He thought he would hear appreciative little laughs in the midst of resounding applause, but no. It was his wife shaking him with –
“What’s wrong with you? You keep smiling and moaning. I hope you’re not sick. Wake up, the guests are coming.”
By now, paid help and household electronics have replaced slaves; fashion and subjects of conversation have changed, but no special astuteness is needed to recognize the long lineage of an elegant dinner party in present-day suburbia. It also ended with the feeling “Is that all there is?”
Flaubert was convinced that the Devil invented “happiness” to drive us insane. And indeed, the permanent sense of incompleteness that demands satisfaction; nostalgia for the nonexistent or unattainable pervades the world. It moans and sighs, screeches and weeps like a hungry vulture condemned to flying through an endless deluge of rain.
Suffocating heat and dense dust lingered over the Interstate. The social contract in this twice daily, 14-lane bumper-to-bumper mass frenzy is “we are all in a hurry; move as fast as you can you car in front of me.” Atomized privacy inside each secluded universe! Chatting, pondering, worrying, against the background of auditory illusions muffle the flowing lava of a hundred million rapidly turning wheels. Most of them are propelled by high octane expectations, but there is no shortage of total blankness, grave passivity, two-fisted rage, painful whining, strangled cries; even desperate yells!

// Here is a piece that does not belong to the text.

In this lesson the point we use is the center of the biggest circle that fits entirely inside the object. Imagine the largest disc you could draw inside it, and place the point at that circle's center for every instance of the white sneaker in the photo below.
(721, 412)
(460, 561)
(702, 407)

Light brown shadows of early evening appeared on the intermittent row of shabby medium- and high-rise buildings with their billion tiny balconies. Do those on the move ever think what life must be like inside that cyclopean jungle of tired brick, hazy glass and stubborn iron? Does anyone wonder why uncountable microbes can find paradise in every humid square inch?
The petrified odor of old age and sickness mingled with the smell of fried fish in the hallway; dark muteness behind one door, ear-shattering audio-visual mayhem behind the next.
And what do I hear now as I make my way to a modest one-bedroom apartment in this anthropoid landfill of grandiose illusions? Beethoven’s seventh!
Bitterness invaded my mouth. It was the conductor of a symphony who stole my girl. Although some might say that he only prevented me from stealing his.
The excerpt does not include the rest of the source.